# My friends have been calling it the "Joker Rod"



## stoner1892 (Jul 27, 2011)

This is a 6'10" Mag Med Light. I made it for top water. I was satisfied with working skitter walks and super spooks so far. JayCook got me off on the right foot for the spiral inlay. Thanks Jay. I did matching reel knobs and custom reel parts. The wrap is a martini without olives or vice versa. I did microwave guides. the butt and fore grip are acrylic. hope you all like it. I haven't posted in a while.


----------



## troutalex33 (Aug 21, 2012)

*Thats "Tight"*

I really like your grips . But the whole rod is killa ! Great job bro !


----------



## 2400tman (Jul 31, 2011)

Absolutely fantastic!!!!!!!! Everything ties together perfect!! 

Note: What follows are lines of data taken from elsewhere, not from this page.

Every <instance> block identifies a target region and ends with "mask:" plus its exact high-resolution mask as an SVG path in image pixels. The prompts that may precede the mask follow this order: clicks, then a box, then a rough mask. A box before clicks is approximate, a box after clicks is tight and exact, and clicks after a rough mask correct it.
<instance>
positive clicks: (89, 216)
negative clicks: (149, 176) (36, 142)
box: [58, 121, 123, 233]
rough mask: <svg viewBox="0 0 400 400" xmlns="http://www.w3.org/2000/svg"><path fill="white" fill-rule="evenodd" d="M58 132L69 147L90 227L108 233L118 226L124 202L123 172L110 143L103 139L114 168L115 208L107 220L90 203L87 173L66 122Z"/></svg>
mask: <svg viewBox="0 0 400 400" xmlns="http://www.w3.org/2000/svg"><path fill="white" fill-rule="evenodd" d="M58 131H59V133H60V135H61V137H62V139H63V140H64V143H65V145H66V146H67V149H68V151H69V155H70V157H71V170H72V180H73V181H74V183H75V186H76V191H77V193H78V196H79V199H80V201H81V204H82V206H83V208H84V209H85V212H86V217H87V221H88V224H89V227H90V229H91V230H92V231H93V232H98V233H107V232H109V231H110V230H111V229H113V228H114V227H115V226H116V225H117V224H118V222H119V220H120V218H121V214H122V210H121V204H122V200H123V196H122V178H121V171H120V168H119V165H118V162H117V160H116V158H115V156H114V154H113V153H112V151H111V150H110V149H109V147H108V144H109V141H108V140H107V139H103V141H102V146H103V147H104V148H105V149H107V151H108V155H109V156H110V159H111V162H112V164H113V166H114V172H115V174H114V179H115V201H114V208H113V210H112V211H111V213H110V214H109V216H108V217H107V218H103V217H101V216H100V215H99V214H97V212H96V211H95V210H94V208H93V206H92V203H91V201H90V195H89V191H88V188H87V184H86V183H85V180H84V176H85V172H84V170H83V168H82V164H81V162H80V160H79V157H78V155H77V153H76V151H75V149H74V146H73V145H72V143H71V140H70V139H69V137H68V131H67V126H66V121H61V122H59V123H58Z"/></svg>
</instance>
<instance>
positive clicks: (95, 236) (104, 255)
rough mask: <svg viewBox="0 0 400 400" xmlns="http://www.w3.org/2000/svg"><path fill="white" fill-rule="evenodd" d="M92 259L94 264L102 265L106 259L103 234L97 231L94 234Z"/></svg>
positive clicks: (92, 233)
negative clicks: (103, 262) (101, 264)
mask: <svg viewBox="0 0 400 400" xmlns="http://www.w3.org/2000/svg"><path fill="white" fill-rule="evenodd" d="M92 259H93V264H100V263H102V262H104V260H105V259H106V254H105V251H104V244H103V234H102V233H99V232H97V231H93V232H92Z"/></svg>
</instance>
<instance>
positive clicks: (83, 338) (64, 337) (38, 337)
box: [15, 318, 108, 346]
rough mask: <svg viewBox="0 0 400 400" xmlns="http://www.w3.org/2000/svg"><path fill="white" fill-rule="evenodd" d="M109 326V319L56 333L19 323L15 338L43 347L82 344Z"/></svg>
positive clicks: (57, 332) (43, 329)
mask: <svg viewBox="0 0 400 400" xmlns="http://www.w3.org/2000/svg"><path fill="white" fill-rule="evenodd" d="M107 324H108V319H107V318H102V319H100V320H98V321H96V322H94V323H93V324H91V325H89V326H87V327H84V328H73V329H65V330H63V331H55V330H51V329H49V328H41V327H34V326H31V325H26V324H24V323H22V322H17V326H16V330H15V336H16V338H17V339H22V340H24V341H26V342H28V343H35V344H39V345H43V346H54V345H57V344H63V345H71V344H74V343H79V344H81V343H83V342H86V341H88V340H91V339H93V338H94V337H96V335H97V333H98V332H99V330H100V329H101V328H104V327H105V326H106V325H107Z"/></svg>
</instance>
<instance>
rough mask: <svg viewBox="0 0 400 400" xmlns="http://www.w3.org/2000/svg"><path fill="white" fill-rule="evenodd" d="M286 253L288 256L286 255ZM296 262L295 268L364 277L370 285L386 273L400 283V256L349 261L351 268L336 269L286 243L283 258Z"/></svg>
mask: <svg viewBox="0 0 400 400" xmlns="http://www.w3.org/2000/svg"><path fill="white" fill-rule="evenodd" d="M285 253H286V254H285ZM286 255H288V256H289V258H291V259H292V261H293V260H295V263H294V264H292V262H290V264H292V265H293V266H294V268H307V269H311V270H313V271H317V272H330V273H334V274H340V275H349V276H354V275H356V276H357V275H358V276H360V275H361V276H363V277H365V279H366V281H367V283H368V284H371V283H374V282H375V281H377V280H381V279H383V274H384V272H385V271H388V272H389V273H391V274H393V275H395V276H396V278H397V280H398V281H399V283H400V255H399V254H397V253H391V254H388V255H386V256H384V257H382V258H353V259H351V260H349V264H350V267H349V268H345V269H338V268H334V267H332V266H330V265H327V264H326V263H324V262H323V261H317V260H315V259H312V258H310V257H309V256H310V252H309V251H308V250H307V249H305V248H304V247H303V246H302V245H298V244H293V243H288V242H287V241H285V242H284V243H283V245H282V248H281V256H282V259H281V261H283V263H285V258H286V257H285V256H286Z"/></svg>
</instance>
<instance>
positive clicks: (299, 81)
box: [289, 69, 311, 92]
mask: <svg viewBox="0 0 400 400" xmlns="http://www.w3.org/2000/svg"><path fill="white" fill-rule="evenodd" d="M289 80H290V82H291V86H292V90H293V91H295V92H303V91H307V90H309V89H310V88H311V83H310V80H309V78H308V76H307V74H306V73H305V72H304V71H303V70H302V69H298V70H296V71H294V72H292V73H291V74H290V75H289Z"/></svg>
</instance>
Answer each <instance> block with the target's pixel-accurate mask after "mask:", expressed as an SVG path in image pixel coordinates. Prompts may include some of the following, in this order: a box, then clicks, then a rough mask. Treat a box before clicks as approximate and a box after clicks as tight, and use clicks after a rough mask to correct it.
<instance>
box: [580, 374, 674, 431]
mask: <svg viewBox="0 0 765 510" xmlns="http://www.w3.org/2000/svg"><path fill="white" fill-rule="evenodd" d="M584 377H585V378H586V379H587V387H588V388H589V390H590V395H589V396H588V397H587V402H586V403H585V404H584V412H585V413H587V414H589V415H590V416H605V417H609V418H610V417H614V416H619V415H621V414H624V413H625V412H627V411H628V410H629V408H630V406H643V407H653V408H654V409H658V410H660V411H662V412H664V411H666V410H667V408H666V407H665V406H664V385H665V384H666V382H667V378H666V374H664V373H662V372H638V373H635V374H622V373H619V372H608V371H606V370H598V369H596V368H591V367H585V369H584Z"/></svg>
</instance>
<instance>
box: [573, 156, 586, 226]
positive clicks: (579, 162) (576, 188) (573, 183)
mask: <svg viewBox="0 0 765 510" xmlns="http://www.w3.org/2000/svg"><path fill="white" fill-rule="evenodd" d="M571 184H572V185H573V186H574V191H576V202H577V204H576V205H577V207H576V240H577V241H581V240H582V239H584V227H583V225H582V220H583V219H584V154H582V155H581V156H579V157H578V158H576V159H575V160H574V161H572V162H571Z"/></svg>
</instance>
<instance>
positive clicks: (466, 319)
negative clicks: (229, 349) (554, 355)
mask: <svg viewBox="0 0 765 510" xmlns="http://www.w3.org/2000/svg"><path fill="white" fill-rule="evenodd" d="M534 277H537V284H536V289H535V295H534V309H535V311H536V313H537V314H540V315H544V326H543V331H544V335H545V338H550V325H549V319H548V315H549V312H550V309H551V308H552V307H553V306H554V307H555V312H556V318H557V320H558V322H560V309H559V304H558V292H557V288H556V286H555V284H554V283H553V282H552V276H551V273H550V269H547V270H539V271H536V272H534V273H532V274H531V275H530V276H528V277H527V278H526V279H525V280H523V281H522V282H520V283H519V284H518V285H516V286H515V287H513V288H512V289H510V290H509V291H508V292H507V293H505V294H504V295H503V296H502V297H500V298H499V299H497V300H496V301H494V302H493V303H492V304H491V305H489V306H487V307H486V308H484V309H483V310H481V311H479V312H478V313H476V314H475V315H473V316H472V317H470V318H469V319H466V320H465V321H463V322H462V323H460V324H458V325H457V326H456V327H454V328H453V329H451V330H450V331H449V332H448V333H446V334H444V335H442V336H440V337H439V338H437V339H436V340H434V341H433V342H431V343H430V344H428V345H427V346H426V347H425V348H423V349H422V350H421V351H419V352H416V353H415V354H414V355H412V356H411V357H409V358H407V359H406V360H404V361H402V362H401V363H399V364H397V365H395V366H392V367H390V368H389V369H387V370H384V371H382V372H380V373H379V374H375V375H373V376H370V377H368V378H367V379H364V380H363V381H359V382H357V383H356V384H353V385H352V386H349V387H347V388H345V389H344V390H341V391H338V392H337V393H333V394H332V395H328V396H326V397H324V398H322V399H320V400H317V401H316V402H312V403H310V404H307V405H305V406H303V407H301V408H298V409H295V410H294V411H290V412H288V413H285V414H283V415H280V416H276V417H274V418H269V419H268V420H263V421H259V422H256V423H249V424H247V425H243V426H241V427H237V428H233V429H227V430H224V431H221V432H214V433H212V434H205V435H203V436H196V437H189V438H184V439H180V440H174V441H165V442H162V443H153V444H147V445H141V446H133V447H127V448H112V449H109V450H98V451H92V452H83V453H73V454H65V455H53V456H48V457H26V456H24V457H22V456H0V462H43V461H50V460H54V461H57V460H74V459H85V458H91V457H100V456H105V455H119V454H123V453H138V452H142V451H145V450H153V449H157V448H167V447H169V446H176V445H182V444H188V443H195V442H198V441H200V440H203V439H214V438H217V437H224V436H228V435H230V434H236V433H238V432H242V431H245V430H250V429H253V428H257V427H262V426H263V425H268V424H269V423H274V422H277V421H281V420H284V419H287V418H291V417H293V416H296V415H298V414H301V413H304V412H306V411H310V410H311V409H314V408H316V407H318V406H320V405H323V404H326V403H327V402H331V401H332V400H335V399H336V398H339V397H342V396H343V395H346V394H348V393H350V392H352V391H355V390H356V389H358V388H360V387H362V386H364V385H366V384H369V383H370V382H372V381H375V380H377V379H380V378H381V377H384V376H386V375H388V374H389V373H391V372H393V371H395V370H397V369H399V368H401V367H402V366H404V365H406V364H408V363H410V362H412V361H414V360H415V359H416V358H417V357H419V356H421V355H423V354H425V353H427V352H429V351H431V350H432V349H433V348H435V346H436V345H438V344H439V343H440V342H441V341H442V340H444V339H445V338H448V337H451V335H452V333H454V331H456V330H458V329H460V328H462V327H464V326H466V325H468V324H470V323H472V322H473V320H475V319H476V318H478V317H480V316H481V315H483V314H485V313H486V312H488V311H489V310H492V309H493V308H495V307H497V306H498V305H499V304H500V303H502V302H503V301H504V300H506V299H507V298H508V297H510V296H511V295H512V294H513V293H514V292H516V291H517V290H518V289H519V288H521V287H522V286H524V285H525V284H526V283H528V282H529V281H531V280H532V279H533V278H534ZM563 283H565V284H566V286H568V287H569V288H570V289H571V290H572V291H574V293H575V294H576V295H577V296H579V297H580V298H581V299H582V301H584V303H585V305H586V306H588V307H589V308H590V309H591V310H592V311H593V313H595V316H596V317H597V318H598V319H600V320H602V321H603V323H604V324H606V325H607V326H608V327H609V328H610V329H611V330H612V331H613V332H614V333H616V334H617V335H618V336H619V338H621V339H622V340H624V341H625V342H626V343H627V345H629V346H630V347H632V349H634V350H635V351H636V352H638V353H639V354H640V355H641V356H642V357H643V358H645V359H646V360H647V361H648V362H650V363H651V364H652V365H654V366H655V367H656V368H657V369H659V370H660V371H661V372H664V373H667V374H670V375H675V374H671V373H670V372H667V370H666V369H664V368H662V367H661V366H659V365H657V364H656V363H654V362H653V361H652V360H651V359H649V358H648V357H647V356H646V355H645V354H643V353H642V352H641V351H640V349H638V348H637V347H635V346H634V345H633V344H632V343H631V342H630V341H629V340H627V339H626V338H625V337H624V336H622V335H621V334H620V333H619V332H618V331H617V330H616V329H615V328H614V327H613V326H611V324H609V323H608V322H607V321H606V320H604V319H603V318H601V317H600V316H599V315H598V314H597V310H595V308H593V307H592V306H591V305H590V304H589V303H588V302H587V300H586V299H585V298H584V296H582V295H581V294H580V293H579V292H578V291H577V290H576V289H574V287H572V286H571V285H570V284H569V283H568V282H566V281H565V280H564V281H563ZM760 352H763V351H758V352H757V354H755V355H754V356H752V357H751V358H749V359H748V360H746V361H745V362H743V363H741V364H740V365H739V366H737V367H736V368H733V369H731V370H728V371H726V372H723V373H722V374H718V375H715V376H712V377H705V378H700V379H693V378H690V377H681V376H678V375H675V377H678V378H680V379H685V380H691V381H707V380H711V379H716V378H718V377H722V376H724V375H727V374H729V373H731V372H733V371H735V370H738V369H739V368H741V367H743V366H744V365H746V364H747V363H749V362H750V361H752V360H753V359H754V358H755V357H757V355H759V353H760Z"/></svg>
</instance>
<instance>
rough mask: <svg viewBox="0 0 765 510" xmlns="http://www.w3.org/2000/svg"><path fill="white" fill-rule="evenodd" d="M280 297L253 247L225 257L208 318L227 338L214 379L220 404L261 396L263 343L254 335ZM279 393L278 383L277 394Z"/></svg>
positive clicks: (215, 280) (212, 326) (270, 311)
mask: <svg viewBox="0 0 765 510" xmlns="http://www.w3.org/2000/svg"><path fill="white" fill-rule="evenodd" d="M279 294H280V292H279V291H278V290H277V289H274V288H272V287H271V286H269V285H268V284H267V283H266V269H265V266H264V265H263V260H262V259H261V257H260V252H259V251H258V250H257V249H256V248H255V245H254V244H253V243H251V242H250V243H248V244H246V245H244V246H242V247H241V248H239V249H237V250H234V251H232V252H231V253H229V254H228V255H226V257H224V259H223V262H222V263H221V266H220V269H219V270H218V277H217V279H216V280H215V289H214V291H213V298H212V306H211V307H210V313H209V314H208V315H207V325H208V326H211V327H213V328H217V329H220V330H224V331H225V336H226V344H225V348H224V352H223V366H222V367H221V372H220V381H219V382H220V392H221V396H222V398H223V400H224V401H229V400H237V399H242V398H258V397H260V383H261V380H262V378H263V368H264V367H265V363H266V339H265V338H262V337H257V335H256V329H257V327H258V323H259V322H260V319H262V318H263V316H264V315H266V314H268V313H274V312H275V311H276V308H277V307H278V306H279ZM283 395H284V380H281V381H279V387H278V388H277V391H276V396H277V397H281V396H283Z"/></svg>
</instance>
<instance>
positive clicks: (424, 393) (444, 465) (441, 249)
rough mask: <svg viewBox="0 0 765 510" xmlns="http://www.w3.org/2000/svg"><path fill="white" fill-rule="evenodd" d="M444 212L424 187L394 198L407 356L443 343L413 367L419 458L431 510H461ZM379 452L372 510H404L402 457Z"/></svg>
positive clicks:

I'm a big fan of bright colors in a rod and green and purple just say BAM!! Luv it!!


----------



## 2400tman (Jul 31, 2011)

Post up a pic of your guide wraps please


----------



## stoner1892 (Jul 27, 2011)

Thanks guys. I was a little disappointed that the wrap tie downs showed the blank underneath usually I a very cautious on a white blank. I guess taking the picture against a dark back ground didn't help matters. Here are the pictures that you requested TMan


----------



## jreynolds (Jul 19, 2010)

Man that thing is awesome! Very very nice. Thank you for sharing.


----------



## mark blabaum (Dec 6, 2007)

Very nice work on the whole rod.


----------



## Doc Labanowski (Jan 9, 2006)

That had to be a fun build and even more fun fishing with it.


----------



## Fishsurfer (Dec 14, 2014)

Sweeeet!!!


----------



## katjim00 (Jan 8, 2009)

Man that thing is wild!!!! Nice build


----------



## Goags (May 28, 2004)

That IS wild! Very nice!


----------



## Sisco Kid (Mar 19, 2008)

That's One Cool Ars Rod. WTG


----------



## Seavas (Jun 10, 2014)

very nice!


----------



## Bubba_Bruiser (Jan 13, 2012)

Wow! I'm digging the purple and green!


----------



## Hawglife (Mar 9, 2014)

That thing is amazing, one of the coolest builds I have seen, I really like the contrast with the white blank, and the in your face colors!


----------



## SB09 (Feb 17, 2015)

That is really cool looking.


----------